Peygamber efendimiz bu birleşik düşman kuvvetlerinin hareketini haber alınca, bilgi almak üzere düşman topluluğunun arasına gizlice bir haberci gönderdi. Bu haberci kıyâfet değiştirerek birkaç gün düşman ordusu arasında kaldı. Durumlarını inceleyip döndü. Bu görevli sahâbi, gördüklerini olduğu gibi anlattı. Bundan sonra Peygamber efendimiz derhal hazırlığa başladı. Düşmana karşı 12.000 kişilik bir ordu hazırladı. Huneyn Vâdisinde düşmanla karşı karşıya geldiler.
Savaş seher vaktinde başladı. İslâm ordusu sabahın karanlığında Huneyn’e inmiş, sâhanın ancak alçak kısımlarında yer tutabilmişti. Buna karşılık düşman kuvvetleri en müsait yerleri ele geçirmiş ve pusu kurmuştu. Peygamber efendimiz bütün tedbirleri alıp askerlere zırh giydirdi. Düşmanı gâfil avlamak için Huneyn vâdisine gizlice inildi. Hâlid bin Velid hazretlerinin öncü kuvvetleri ileri atıldı.
Vâdinin iki tarafında pusu kurmuş olan düşman kuvvetleri aniden ok atmaya başladılar. Askerî manevraya elverişli olmayan bu dar vâdide ok yağmuruna tutulan mücâhidler bir müddet için geri çekildiler. Bu arada İslâm ordusuna gönüllü olarak katılan bir miktar Mekkeli, ordudan ayrıldı. Düşman kuvvetleri Müslümanları tâkip etmek üzere tepelerden aşağı hücum etti. Peygamber efendimiz ise etrafında bulunan Eshâb-ı kirâm ile birlikte düşmana karşı ilerliyordu. Yanında bulunan amcası hazret-i Abbâs’a dağılan ordunun toplanması için onları çağırmasını söyledi. Hazret-i Abbâs gür sesiyle “Ey Medîneliler! Ey Semûre ağacının altında Resûlullah’a söz veren Eshâb! Dağılmayınız! Buraya toplanınız!” diye bağırarak orduyu toplanmaya çağırdı.

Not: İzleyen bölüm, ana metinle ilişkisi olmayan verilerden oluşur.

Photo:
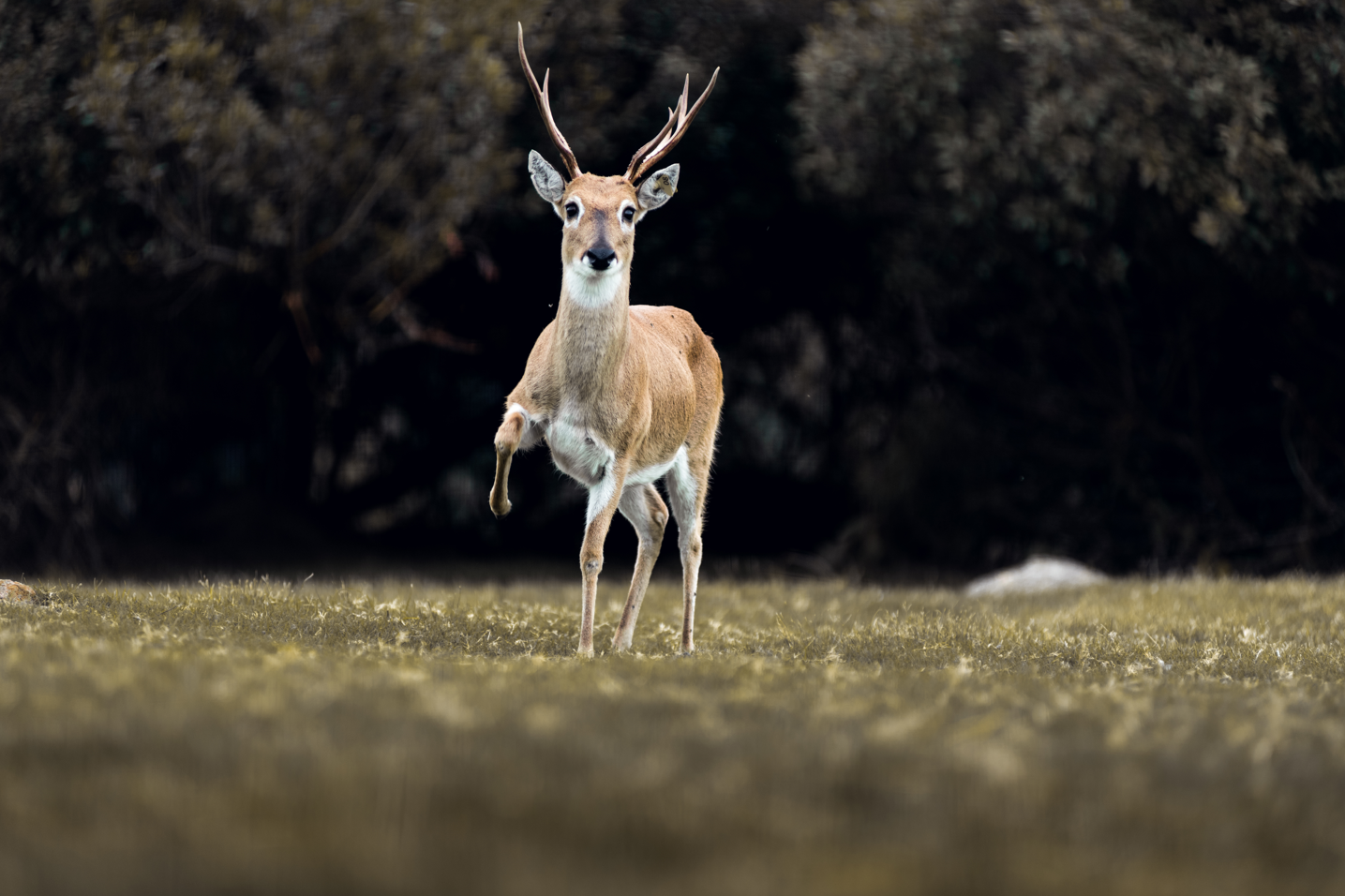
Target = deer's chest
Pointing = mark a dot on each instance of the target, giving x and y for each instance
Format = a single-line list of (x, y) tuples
[(577, 451)]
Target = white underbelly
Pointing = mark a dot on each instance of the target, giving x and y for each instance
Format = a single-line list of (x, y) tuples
[(583, 456), (654, 472)]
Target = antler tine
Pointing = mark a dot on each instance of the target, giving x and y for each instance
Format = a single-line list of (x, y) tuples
[(639, 154), (544, 105), (666, 141)]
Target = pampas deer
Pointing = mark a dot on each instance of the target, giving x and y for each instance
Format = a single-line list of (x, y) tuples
[(623, 395)]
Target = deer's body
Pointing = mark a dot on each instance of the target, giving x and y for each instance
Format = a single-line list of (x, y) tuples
[(624, 396)]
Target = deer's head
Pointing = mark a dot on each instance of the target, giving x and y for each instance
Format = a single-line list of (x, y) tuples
[(600, 213)]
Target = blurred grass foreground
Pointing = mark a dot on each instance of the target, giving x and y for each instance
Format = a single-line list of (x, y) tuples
[(1183, 736)]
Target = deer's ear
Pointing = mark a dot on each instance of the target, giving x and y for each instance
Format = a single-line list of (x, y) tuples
[(546, 181), (658, 187)]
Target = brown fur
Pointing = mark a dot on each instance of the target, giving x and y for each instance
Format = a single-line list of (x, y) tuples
[(643, 381)]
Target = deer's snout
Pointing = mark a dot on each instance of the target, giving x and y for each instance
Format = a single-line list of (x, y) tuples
[(600, 257)]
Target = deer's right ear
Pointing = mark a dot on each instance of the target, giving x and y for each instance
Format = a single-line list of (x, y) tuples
[(546, 181)]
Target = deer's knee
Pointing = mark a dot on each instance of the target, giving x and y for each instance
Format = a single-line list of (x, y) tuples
[(509, 435), (658, 525), (590, 561), (692, 547)]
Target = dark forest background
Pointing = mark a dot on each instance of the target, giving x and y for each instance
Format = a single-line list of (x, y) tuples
[(988, 277)]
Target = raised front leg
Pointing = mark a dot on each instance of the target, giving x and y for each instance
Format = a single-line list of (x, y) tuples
[(650, 515), (603, 500), (506, 442)]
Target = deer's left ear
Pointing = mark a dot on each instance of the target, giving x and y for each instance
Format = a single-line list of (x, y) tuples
[(546, 179), (658, 187)]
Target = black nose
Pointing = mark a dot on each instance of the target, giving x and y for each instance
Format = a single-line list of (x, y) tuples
[(600, 257)]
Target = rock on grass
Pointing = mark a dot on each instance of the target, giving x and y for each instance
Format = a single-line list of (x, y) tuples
[(16, 592), (1035, 576)]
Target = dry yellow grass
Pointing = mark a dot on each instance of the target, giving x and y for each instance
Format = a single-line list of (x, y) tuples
[(257, 736)]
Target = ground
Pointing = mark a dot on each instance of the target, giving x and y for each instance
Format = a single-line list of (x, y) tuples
[(1178, 736)]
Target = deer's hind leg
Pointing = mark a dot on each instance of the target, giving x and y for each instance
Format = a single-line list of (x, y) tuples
[(688, 485), (649, 515)]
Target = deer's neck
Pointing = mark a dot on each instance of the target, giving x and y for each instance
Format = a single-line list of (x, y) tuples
[(593, 334)]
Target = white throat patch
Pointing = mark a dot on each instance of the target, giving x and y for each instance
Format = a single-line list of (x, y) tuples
[(590, 288)]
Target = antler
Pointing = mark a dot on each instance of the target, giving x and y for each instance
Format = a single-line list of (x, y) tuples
[(544, 104), (664, 142)]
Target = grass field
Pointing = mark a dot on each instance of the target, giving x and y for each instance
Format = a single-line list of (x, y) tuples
[(1181, 736)]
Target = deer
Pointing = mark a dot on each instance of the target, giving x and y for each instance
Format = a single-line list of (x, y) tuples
[(624, 396)]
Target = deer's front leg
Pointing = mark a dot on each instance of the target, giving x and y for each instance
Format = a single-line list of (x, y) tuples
[(603, 500), (506, 442)]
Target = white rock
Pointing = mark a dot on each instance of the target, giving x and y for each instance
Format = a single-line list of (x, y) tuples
[(1035, 576)]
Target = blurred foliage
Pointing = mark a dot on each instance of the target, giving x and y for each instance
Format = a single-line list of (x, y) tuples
[(1090, 219), (271, 736), (988, 277)]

Bu sırada ortalık aydınlanmağa başladı. Hazret-i Abbâs’ın gür sesini duyan İslâm ordusu “Lebbeyk” sesleriyle her taraftan koşuştular. Böylece İslâm ordusu bir araya toplandı. Bütün güçleriyle düşman üzerine saldırdılar. Kılıç şakırtıları veİslâm ordusunun tekbir sedâları her tarafı çınlatıyordu. Bu durumu gören düşman bir anda dehşet ve korkuya kapıldı. Hazret-i Osman, hazret-i Ali, Ebû Dücâne gibi kahraman sahâbiler, savaşın en dehşetli anlarında Peygamber efendimizin önünde düşmana göğüslerini siper ederek çarpışıyorlardı.

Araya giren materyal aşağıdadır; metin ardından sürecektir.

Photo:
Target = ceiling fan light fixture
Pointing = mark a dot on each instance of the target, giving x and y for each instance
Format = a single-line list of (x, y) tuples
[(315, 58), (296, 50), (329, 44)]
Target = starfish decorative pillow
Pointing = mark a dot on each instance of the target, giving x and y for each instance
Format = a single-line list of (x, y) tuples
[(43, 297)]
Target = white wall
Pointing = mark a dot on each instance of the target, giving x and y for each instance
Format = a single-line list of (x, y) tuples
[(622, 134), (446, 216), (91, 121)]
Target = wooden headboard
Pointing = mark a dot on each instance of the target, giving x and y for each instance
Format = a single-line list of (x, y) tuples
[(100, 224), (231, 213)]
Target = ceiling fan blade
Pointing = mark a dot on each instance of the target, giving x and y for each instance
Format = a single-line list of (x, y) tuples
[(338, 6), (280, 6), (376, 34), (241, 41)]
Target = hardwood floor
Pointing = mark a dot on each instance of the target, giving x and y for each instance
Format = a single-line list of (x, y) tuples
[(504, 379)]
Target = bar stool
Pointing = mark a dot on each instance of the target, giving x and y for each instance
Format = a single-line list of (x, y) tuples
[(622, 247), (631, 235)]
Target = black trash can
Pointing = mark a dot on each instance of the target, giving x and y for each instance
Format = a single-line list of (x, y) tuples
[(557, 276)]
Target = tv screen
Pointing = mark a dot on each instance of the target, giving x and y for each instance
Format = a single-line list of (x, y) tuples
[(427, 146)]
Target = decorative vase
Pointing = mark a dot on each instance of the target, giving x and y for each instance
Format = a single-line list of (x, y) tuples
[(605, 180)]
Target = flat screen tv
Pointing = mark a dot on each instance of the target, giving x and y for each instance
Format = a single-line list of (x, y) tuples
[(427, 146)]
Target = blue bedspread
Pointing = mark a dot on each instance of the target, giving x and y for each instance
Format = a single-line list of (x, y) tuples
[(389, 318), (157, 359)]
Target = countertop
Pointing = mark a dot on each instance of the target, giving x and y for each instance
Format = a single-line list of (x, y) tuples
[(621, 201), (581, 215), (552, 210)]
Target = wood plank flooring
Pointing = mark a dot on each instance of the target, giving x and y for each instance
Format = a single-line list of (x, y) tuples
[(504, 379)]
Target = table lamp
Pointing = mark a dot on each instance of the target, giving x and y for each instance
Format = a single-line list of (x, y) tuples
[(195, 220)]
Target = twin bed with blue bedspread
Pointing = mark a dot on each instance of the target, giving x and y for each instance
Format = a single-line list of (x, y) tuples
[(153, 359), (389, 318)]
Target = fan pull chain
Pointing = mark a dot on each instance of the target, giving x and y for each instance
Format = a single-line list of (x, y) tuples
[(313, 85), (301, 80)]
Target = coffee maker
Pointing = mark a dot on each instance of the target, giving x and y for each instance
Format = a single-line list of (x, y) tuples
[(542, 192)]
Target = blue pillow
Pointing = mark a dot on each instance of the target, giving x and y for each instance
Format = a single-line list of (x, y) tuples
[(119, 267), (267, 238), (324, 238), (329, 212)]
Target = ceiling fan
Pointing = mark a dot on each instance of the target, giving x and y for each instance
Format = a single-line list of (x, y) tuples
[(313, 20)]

Bu sırada Peygamber efendimiz “İşte şimdi fırın tutuştu! Harp kızıştı.” buyurdu. Binmiş olduğu Düldül adlı hayvandan inerek şöyle duâ etti: “Allahım bize yardımı indir! Muhakkak sen, onların bize gâlip gelmesini istemezsin.”

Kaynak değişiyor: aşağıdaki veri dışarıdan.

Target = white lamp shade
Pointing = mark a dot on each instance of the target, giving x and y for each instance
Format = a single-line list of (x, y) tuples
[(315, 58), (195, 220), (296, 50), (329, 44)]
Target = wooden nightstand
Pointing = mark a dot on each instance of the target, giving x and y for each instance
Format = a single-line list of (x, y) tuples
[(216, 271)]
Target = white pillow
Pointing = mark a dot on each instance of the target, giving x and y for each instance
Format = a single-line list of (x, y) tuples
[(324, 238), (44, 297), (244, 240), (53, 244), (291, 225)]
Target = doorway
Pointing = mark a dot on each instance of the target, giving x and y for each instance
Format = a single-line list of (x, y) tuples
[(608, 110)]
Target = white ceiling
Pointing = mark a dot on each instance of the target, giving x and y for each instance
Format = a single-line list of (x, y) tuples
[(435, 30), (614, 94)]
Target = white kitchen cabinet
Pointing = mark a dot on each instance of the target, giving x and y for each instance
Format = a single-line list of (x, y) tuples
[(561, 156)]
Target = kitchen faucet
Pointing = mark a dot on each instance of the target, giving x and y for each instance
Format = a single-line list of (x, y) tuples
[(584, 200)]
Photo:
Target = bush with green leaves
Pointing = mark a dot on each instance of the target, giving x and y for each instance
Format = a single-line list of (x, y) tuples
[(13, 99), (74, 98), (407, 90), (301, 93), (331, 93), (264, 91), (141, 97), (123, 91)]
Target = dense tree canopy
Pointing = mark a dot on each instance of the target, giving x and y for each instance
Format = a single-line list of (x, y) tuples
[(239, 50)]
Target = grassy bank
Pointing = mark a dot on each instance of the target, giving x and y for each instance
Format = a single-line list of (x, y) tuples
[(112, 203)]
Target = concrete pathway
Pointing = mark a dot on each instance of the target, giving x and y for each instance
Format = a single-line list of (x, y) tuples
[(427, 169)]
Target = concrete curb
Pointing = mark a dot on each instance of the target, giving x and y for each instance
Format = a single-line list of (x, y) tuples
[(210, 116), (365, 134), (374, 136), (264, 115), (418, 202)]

Sevgili Peygamberimiz, Allahü teâlâya olan yalvarmaları arasında, yerden bir avuç kum aldı. “Yüzleri kara olsun!” buyurarak müşriklerin üzerine savurdu. Sevgili Peygamberimizin bir mûcizesi olarak, düşman askerleri içinde gözlerine kum dolmadık kimse kalmadı. Melekler de yardıma gelmişti. Bu husus Kur’ân-ı kerîmde Tevbe sûresi 25 ve 26. âyetlerinde bildirilmiştir. Peygamber efendimiz; “Allahü teâlâya and olsun ki, onlar bozguna uğradılar.” buyurdular. Müşrikler, bozulmaya, geri dönüp kaçmaya başlamışlardı. Geri döndükçe peşlerinde şanlı Sahâbileri görüyorlar, harp meydanına getirdikleri hanımlarını, çocuklarını ve mallarını bırakarak son sür’atle kaçıyorlardı.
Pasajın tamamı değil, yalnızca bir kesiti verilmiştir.